Formally, the U.S. considers approximately all forms of Internet gambling illegal and accordingly prosecutes companies caught up in the online gambling industry. The foundation of the U.S. ban on online gambling is the 1960’s era Wire Act. This act formally precludes the use of phone lines for placing wagers, but the World Trade Organization recently challenged the legality of the law. Lawyers on behalf of Antigua, a tiny island nation that has developed a booming business by hosting online gambling businesses, brought a formal complaint to the WTO, stating that the U.S. ban on online gambling violated free trade agreements. This, they argued, is because the U.S. while, at the same time, banning all other forms of Internet gambling, allows online horseracing betting by U.S. operatives. Ultimately, the WTO made a somewhat ambiguous ruling on the case that allowed both countries to claim a victory. In the meantime, however, elucidation is lacking regarding U.S. policy and what the U.S. Government can actually do about online gambling. This lack of explanation and the fear that U.S. regulators are going to augment their efforts to clamp down on online gambling could have unfavorable effects on the online gambling companies. Gregor Freely of Altiums Capital is reported as saying that undoubtedly there is a regulatory risk attached to this type of company and that investors need to be aware of that. But this risk, he continues, has already been priced into PartlyGaming’s valuation, regarding its upcoming projected flotation on the London Stock Exchange. A company with the sort of growth record and potential that PartlyGaming boasts, he argues, could easily float at more than twenty times earnings. He also points out that it is only being valued at around ten to twelve times its earnings, and that this is because of the risk of the uncertain legal situation in the U.S. Freely does not believe that the U.S. would actually attempt to prosecute overseas poker companies.
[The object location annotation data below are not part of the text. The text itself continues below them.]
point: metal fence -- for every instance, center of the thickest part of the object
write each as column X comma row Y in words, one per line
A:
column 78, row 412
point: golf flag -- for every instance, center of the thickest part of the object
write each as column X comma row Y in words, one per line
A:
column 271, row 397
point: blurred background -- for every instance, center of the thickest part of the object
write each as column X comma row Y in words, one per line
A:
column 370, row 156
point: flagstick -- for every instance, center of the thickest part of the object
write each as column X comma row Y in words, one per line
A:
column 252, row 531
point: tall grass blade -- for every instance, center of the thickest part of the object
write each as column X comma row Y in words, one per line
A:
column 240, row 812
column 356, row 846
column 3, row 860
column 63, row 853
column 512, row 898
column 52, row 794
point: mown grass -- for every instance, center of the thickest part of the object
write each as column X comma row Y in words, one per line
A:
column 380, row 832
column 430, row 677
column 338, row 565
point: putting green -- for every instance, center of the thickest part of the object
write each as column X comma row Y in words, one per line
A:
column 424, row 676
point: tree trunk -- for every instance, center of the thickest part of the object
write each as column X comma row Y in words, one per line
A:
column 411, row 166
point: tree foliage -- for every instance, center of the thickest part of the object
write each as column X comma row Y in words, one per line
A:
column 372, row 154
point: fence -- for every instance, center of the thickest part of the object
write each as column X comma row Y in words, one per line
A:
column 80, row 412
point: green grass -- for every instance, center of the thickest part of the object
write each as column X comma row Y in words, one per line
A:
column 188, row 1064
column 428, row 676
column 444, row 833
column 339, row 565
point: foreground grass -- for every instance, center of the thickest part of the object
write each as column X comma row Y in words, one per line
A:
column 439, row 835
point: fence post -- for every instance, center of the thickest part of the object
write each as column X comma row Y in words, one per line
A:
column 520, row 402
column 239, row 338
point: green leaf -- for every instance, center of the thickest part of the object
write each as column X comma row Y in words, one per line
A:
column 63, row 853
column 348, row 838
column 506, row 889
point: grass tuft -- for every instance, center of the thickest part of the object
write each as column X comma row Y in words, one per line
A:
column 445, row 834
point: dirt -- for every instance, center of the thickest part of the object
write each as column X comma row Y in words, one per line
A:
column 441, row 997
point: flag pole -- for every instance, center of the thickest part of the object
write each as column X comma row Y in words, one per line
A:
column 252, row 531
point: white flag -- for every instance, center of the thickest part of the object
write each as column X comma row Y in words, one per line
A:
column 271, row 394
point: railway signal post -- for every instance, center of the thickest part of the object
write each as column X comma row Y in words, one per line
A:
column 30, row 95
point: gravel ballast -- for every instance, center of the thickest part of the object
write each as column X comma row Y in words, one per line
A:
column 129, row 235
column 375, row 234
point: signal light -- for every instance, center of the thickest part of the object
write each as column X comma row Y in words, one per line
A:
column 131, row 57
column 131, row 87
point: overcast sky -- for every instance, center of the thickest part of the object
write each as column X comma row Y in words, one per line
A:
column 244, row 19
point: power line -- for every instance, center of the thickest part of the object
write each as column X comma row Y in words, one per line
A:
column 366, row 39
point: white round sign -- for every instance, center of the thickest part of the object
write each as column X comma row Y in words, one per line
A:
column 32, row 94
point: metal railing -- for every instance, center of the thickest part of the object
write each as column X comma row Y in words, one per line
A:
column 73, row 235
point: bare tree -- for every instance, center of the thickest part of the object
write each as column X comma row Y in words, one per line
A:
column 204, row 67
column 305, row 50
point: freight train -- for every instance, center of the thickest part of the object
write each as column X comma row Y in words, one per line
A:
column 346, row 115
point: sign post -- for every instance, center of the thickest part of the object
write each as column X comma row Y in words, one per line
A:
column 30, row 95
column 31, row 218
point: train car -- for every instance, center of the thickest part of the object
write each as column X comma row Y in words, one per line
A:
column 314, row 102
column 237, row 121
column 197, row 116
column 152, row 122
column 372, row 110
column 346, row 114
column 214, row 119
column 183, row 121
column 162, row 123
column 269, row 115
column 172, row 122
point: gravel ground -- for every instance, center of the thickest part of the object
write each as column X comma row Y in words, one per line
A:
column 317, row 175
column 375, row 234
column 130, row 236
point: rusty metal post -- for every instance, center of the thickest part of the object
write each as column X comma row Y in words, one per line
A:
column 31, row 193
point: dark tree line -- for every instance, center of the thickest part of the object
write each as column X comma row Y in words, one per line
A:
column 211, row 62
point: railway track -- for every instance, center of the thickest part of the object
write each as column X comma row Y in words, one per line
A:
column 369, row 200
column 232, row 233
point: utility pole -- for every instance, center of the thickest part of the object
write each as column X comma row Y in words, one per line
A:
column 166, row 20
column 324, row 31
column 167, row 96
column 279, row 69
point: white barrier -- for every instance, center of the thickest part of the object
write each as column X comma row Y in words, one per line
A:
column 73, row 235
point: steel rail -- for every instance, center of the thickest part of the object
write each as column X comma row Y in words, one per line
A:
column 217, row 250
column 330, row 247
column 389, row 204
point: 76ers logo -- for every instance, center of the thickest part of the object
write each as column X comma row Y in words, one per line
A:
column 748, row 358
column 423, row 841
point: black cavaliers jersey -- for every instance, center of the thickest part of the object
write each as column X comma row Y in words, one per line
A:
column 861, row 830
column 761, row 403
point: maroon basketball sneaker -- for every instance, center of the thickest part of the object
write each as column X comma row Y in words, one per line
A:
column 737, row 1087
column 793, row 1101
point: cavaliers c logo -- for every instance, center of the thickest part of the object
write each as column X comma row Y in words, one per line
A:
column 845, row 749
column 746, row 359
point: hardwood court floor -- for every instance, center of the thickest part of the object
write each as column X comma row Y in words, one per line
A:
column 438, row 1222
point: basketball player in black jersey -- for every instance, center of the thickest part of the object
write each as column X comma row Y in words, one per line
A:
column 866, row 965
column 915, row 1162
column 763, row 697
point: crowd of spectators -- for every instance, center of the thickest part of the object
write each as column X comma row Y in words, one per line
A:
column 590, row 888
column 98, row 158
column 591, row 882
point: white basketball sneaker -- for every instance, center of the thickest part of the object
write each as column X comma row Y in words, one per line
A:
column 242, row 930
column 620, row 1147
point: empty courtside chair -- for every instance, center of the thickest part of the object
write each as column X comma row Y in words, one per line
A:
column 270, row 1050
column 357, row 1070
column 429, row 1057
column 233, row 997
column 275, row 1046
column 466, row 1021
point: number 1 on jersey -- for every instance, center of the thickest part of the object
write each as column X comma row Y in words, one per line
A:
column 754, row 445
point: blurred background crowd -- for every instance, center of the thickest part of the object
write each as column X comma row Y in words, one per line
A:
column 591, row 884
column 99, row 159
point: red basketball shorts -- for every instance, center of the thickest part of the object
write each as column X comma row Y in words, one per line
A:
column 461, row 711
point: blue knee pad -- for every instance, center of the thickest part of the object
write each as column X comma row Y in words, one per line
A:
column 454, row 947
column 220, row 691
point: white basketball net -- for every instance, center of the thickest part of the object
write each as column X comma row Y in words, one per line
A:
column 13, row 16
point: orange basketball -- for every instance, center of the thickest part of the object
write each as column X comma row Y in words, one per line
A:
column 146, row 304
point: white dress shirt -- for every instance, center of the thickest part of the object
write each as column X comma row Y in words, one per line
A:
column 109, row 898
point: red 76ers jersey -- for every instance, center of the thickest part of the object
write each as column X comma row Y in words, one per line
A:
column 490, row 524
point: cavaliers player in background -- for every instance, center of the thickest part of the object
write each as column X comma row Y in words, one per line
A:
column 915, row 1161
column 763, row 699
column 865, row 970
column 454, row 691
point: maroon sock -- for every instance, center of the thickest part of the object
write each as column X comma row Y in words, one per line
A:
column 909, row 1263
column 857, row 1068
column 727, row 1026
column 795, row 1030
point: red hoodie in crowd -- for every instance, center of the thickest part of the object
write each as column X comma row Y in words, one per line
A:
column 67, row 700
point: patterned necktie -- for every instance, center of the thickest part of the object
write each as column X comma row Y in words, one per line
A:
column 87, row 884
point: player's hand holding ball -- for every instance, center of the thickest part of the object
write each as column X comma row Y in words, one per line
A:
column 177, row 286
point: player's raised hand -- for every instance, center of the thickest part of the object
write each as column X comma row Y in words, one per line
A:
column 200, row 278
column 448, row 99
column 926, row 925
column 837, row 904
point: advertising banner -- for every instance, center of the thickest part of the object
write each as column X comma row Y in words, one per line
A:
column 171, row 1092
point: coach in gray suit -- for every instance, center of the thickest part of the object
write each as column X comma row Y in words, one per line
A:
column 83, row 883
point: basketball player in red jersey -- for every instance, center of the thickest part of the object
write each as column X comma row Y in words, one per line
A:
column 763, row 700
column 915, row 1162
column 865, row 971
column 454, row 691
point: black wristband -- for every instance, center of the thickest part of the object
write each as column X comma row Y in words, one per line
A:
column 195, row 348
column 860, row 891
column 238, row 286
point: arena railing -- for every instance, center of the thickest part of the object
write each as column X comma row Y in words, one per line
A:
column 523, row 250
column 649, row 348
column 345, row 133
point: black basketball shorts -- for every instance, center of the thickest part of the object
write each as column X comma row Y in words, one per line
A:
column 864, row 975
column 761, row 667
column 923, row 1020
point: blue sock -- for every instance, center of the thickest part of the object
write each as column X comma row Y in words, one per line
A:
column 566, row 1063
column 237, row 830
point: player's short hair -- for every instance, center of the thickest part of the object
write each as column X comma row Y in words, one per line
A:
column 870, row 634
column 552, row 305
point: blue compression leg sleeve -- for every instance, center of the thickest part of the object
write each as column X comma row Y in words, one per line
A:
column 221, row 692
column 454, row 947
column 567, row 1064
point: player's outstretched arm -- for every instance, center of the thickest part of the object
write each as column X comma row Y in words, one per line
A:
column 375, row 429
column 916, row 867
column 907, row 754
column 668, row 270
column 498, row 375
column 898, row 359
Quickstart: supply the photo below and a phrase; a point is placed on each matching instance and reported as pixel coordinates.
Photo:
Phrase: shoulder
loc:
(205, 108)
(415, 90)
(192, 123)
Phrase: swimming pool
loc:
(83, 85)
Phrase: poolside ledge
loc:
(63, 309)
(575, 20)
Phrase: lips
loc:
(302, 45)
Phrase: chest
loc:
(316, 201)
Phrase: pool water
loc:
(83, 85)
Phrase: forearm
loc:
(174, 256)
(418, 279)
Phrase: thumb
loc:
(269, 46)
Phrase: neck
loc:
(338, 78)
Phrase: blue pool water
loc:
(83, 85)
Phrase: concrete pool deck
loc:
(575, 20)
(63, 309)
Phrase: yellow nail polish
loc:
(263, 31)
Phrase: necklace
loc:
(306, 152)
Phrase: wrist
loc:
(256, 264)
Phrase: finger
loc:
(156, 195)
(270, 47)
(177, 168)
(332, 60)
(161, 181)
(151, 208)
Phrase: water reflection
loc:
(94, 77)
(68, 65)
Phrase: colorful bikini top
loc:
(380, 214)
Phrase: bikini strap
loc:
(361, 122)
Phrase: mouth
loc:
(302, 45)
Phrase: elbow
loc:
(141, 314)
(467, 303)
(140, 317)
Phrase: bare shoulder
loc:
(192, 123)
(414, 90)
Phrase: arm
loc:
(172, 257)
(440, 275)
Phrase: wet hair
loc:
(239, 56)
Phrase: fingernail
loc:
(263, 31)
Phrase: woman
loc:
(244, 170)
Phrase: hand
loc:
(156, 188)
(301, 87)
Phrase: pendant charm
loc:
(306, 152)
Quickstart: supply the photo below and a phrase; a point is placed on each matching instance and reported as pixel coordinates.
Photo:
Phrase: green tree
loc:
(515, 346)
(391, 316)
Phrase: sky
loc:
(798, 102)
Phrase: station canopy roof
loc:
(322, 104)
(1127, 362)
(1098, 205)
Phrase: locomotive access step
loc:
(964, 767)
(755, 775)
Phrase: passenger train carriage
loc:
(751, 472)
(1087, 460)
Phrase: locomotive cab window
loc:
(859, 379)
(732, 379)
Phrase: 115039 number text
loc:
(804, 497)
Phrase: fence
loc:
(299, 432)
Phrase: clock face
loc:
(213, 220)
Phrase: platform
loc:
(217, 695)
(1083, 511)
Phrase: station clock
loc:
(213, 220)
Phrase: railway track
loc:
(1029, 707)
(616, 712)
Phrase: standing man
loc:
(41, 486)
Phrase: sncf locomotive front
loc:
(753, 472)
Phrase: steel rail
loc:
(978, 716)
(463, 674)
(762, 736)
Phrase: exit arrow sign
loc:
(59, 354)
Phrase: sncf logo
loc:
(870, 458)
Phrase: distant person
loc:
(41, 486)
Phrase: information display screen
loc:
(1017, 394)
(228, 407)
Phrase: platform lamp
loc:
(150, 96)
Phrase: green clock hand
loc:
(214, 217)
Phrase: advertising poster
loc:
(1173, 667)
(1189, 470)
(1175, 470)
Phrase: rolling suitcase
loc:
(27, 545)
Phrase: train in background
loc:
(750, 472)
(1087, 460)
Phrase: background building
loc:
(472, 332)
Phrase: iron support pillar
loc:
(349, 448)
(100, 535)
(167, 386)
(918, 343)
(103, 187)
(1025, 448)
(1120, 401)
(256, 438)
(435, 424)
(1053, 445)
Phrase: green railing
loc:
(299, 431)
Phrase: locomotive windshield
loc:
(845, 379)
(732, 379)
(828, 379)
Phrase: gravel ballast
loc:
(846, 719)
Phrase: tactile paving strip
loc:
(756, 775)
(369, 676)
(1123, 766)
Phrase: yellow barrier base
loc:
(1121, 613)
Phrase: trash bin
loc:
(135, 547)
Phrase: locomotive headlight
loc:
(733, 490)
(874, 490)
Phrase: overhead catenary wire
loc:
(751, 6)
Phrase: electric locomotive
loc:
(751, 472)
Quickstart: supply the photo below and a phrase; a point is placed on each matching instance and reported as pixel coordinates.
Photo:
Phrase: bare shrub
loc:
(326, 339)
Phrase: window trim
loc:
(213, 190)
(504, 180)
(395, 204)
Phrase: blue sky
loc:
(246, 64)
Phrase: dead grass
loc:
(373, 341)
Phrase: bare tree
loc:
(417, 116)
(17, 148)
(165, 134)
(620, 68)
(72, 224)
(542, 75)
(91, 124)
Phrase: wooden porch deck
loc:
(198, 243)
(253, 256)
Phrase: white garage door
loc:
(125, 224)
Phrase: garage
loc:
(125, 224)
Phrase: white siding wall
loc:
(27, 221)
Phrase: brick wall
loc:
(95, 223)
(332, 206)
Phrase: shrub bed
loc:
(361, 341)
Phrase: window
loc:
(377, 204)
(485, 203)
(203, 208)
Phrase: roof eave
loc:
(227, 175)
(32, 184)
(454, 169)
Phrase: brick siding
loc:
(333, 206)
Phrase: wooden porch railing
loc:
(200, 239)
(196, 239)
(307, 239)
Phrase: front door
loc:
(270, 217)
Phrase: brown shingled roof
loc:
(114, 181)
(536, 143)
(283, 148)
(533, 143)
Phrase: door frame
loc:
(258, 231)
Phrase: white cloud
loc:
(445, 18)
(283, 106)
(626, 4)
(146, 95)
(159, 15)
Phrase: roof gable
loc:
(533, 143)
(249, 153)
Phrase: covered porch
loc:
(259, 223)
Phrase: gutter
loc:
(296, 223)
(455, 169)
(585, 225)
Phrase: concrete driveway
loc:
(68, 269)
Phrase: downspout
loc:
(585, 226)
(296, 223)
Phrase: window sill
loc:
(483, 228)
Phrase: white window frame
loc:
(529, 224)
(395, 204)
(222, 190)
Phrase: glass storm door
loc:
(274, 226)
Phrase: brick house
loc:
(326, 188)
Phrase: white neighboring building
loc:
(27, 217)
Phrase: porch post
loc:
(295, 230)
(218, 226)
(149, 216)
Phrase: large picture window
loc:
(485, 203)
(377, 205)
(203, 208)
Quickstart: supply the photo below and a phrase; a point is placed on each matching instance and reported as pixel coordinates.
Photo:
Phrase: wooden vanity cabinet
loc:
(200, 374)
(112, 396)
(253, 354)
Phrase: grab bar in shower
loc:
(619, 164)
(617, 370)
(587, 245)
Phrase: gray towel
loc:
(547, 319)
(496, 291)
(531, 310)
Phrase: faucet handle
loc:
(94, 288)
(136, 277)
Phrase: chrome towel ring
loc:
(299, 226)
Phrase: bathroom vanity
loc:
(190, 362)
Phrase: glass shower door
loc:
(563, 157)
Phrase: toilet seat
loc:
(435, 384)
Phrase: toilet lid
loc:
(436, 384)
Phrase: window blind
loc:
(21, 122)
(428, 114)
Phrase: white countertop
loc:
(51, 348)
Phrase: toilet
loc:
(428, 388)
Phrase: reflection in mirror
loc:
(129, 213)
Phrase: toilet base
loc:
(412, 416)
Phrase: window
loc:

PartlyGaming is the world’s largest Internet poker company. It is planning a ten billion dollar stock market flotation later this month, and the uncertainty that is being caused as a result of U.S. actions is proving to be problematic to potential investors. In fact, in spite of the fact of the questions of legality regarding online gambling in the United States, the majority of PartlyGaming’s customers are American. Actually, only five percent of its players are coming from the UK. The same is apparently true for the online gambling company, SportingBets, PartlyGaming’s main competitor in the UK. Both PartlyGaming and SportingBets argue that they are doing nothing illegal. SportingBets maintains that, since it operates within the UK it is not breaking any laws. PartyGaming argues that the Wire Act can be applied only to sports betting and not to poker.